The war effort took many resources, and temporarily stunted some of the civic
growth that would have been expected to occur otherwise. But with the
conclusion of World War II, California development took off.
Growing
Napa was overdue for a larger City Hall at that time. The old city hall
building on Brown Street had been condemned after the 1906 earthquake, but “No
one, in later years, at least, has been able to trace the fate of the condemnation
order. Suffice to say, it was never carried out” (25 July 1952 Napa Register
p. 7). City officials temporarily relocated to the Goodman Library, but
since that was not the use for the building specified in George Goodman’s gift
to the city, they eventually moved backed into the old wreck of a building on
Brown Street (the remains of that building weren’t torn down until after it was
badly damaged again in the 2014 earthquake).
In June
of 1951 construction began on a new city hall building on the site of city’s
flower garden on School Street. The new City Hall was a key item in the city’s
5-year capital improvement plan. The design was provided by Architect Silvio
“Slim” Barovetto (1908-1996) of Davis. The building was to be large enough to accommodate
many different city functions, but also fully modern in appearance and design.
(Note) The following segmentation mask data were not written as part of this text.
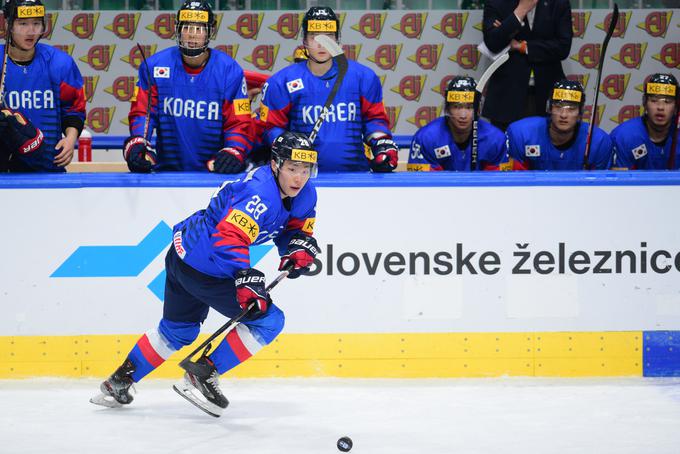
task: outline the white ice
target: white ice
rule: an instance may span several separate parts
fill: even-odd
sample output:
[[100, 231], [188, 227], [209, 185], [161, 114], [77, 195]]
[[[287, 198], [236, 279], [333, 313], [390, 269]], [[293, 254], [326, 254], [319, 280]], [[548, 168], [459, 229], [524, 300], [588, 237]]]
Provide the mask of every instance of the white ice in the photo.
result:
[[0, 453], [680, 453], [680, 379], [223, 380], [213, 418], [167, 380], [0, 380]]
The building was officially opened in July of 1952, complete with ceremonies
and visiting officials. The new City Hall was all over the Napa Register, making
the front page and 4 full pages inside.
Of
course, Napa’s City Hall is modest in scale, as befitting a city that had a
population of only 13,579 in 1950. Large developments in recent years along
First Street have made that School Street property very valuable. The city leaders
are being fiscally responsible in thinking they could sell that property for a
premium and use the money to build a larger municipal building that could
reunite functions that have been dispersed across multiple sites because of
lack of space.
But
the 1950s are never coming back again, and Napa has only a handful of examples
of high-end Mid-Century Modern architecture. The people of Napa should know and
appreciate just what it is they would be losing before they approve the
demolition of this little gem of a building.